Kiesz has grown potatoes in a four-year rotation with wheat on her irrigated ground, interspersed with various other crops such as beans, peas, onions and corn. Potatoes are her highest-value crop. She knows her costs to plant, harvest and sell crops and figures that at $200 per acre foot for water, she’ll just barely break even. She acknowledged that in some states, farmers pay triple or quadruple that amount for water, but the difference is that they can grow the crops to support those prices.
“People think we can grow high cash crops if we get this system in. We live in Adams County,” she said, laughing. “It would be lovely to grow pecans or avocados, but that’s not realistic.”
Kiesz said she is hopeful the irrigation district will be able to work with landowners to find a solution that works for everybody.
“I’m not trying to criticize the irrigation district,” she said. “They’ve been bending over backwards to get this thing done. They have worked really hard on this, but people need to understand, we aren’t being tightwads, expecting this system to be built so we can just hook up to it. We have always said that if we use it, we feel we should be paying something for it, just not paying for the whole thing.”
In Kevin Lyle’s opinion, getting surface water to his 2,000 irrigated acres where he grows wheat, bluegrass seed, canola and seed peas, among other crops, will solve one major problem, but it raises an even bigger one.
“What are we going to grow to make it pay?” he explained. “To pay for that more-expensive canal water, we will have to change the way we farm. We’ll have to look at what crops we can grow, look into different crop rotations. We might have to start going organic or get more cattle grazing on the ground. We’ll have to find other ways to bring in more income. That’s a dilemma everybody is having.”
Lyle currently uses three wells that are declining in the quality and quantity of water they deliver and says it’s hard to justify spending money to deepen them. He pointed out that even farmers who currently use Columbia Basin Project water are having a tough time making ends meet, with low commodity prices and the lingering effects of last year’s West Coast ports slowdown on Washington state hay markets.
If Lyle decides to take surface water, his land, which is between Connell and Othello, would be using the EL 79.2 pipeline.
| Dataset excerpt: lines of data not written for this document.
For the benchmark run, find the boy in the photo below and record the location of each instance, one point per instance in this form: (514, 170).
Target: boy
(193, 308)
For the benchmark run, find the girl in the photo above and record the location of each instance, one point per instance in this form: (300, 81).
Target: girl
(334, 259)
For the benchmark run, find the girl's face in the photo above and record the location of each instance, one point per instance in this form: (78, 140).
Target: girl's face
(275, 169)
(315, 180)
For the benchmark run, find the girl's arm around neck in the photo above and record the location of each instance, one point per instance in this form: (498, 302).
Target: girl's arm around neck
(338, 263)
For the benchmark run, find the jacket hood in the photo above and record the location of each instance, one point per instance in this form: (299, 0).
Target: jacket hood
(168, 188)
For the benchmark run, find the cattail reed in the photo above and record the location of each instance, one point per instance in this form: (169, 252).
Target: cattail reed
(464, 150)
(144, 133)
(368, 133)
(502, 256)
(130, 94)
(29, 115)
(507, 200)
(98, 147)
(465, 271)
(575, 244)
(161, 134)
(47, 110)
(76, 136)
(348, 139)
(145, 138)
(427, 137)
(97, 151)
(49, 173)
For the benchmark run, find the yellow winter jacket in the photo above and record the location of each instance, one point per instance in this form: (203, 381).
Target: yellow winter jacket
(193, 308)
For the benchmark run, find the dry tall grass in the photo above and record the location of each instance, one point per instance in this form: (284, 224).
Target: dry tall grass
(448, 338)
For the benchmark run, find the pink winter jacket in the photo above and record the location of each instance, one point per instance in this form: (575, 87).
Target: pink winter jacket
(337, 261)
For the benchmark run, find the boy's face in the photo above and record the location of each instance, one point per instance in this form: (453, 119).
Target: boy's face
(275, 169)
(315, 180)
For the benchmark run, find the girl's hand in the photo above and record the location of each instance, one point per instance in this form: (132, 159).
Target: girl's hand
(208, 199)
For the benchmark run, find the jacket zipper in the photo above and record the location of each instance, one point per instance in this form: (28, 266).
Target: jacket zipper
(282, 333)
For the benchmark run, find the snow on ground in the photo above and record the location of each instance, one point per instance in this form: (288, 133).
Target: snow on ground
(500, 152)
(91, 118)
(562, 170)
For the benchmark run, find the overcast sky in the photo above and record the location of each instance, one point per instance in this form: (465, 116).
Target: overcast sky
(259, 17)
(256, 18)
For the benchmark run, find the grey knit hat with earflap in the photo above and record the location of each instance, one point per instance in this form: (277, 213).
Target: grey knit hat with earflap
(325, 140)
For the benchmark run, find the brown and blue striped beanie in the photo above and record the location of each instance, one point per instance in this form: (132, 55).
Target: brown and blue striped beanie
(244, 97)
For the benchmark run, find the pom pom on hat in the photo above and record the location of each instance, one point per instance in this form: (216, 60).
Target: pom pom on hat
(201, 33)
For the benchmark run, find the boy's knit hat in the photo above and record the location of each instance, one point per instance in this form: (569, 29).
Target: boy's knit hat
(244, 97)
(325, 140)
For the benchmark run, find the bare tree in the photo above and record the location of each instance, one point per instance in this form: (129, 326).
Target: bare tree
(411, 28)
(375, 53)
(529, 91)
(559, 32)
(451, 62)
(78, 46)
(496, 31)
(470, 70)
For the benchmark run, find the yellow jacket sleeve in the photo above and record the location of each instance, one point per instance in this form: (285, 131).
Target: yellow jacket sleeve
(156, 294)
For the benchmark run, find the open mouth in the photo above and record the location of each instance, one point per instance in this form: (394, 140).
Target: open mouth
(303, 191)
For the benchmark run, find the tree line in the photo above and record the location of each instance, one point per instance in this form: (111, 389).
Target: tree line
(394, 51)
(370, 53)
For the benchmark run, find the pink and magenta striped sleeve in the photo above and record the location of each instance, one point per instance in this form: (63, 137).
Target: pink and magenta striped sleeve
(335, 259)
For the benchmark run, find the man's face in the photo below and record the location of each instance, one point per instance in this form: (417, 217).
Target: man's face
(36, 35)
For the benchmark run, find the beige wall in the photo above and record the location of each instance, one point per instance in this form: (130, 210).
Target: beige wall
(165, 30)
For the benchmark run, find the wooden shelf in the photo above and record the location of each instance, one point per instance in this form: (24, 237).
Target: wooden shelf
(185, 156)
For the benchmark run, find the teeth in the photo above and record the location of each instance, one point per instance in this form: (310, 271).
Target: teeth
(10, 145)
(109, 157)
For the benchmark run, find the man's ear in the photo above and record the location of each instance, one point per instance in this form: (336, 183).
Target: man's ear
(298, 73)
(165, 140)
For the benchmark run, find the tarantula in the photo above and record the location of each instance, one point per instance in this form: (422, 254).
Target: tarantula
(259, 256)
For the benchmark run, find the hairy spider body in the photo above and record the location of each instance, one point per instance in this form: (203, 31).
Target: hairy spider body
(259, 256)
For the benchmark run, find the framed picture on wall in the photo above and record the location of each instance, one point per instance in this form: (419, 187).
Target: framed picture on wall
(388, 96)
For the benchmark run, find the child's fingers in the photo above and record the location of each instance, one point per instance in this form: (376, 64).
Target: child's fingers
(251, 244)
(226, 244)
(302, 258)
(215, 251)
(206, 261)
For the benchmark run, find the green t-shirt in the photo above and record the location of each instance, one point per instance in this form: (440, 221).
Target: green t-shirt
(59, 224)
Looking at the $210 per acre price quoted to the first group scheduled to get surface water, the EL 47.5 group, he said he would consider signing a contract at that price. On the other hand, with sons on their way back to the farm, Lyle said taking the surface water will allow him to expand his operation to accommodate them.
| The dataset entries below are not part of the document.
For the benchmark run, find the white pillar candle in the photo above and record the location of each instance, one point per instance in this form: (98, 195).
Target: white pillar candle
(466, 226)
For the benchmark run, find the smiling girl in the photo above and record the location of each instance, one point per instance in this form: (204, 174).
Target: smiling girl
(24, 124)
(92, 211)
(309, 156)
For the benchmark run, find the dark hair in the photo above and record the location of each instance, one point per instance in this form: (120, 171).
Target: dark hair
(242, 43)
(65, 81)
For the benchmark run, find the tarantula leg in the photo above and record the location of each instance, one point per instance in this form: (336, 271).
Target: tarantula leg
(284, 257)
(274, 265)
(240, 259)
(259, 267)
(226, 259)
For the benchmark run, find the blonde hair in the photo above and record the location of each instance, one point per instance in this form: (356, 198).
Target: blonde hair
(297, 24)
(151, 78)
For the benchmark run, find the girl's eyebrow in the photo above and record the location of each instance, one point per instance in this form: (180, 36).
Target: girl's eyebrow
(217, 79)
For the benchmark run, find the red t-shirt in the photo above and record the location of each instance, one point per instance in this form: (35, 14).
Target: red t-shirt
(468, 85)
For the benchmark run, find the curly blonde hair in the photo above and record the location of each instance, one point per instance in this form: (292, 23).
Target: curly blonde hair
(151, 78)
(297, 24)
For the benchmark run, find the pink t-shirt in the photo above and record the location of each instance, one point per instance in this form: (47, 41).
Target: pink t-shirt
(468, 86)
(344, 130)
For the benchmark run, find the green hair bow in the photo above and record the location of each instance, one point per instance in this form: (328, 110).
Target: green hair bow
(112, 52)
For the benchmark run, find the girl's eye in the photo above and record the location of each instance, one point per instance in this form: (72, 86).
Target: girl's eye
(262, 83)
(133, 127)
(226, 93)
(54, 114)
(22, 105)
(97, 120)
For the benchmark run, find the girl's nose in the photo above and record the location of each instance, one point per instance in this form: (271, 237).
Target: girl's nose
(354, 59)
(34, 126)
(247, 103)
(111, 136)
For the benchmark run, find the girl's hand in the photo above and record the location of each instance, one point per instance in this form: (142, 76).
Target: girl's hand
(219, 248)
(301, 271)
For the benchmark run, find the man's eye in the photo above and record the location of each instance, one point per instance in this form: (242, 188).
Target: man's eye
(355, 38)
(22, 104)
Many of the proposed pipelines go by dryland acres on their way out to irrigated lands, and Lyle wondered if those adjacent dryland acres could be developed instead of moving the water farther out, something that might decrease the water’s cost (although only farmers who have a current state water permit are eligible for the surface water). He also pointed out that in the initial development of the Columbia Basin Project, farmers were given a 10-year development period before they had to start paying back construction costs, something that could help Odessa Subarea farmers settle in with new irrigation systems and farming practices before project costs come due.
“The state’s already been a big help to the Odessa groundwater replacement project,” he said. “We really appreciate the state’s support, and we wouldn’t have gotten this far without it. But it would be nice if the federal government would financially support the project more.”